Implementation:Microsoft DeepSpeedExamples Add Argument CIFAR

Metadata

Field	Value
Page Type	Implementation
Repository	Microsoft/DeepSpeedExamples
Title	Add_Argument_CIFAR
Type	Function Doc
Source File	`training/cifar/cifar10_deepspeed.py`
Lines	14-108
Import	Direct function in `cifar10_deepspeed.py`
Implements	Principle:Microsoft_DeepSpeedExamples_DeepSpeed_CLI_Integration

Overview

Concrete tool for setting up DeepSpeed-compatible argument parsing in the CIFAR-10 example.

Description

The add_argument() function in cifar10_deepspeed.py constructs a comprehensive argument parser that merges application-specific training arguments with DeepSpeed's required configuration arguments.

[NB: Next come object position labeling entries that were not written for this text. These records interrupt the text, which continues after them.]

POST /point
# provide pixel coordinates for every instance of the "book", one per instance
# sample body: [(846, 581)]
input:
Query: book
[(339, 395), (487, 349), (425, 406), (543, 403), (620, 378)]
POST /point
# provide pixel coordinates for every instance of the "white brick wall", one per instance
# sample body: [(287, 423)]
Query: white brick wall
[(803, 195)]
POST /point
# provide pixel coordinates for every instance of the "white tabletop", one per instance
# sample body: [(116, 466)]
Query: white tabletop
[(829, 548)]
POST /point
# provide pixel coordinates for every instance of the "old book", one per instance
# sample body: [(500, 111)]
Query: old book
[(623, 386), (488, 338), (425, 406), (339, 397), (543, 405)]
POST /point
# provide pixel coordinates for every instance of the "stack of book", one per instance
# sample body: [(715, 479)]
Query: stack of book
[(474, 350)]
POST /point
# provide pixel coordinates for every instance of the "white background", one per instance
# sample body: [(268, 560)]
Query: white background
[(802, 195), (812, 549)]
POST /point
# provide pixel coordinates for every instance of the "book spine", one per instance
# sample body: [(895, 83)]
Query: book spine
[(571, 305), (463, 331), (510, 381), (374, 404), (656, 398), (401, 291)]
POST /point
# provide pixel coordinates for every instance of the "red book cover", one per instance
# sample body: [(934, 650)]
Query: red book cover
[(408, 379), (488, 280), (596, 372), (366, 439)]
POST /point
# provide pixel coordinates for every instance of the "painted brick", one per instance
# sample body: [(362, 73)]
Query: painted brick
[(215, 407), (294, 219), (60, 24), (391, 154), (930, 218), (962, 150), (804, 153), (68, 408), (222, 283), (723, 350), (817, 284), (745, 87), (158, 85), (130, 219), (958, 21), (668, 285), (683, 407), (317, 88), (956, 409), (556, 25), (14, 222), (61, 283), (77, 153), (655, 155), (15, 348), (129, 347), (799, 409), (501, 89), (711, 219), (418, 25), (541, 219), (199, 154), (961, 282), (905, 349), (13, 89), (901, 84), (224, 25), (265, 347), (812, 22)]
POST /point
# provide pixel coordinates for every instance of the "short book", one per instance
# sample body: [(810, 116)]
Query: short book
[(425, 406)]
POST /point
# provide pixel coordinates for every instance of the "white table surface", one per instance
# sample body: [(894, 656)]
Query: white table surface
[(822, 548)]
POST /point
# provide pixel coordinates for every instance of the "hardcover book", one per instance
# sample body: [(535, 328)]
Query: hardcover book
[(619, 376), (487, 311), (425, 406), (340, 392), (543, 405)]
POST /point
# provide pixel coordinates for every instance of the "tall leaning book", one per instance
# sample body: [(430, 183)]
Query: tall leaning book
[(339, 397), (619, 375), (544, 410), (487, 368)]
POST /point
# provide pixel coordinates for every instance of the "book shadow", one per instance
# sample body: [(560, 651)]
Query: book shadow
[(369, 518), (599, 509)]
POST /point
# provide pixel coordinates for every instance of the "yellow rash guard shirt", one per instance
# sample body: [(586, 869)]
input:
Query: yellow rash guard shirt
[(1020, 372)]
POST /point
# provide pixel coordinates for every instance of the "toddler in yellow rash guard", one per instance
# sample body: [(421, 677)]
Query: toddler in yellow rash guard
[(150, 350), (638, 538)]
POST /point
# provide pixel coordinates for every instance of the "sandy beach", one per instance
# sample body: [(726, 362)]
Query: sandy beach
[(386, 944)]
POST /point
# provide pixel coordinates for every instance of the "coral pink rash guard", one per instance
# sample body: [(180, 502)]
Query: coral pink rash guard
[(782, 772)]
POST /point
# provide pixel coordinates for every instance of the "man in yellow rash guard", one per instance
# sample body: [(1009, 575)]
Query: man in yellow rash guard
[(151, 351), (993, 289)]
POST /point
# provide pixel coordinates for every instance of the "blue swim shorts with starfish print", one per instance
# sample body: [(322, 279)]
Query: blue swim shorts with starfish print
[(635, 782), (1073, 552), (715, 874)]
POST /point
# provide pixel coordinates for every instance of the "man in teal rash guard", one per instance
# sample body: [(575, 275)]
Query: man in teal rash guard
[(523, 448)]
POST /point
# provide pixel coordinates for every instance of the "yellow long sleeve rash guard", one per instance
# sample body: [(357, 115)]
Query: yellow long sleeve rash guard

This function is the entry point for the entire CIFAR-10 DeepSpeed workflow -- it is called in __main__ before any other initialization.

The function performs three key operations:

Creates an argparse.ArgumentParser with the description "CIFAR"
Adds custom arguments for training control, mixed precision, ZeRO, and MoE configuration
Calls deepspeed.add_config_arguments(parser) to inject DeepSpeed-specific arguments (--deepspeed, --deepspeed_config, etc.)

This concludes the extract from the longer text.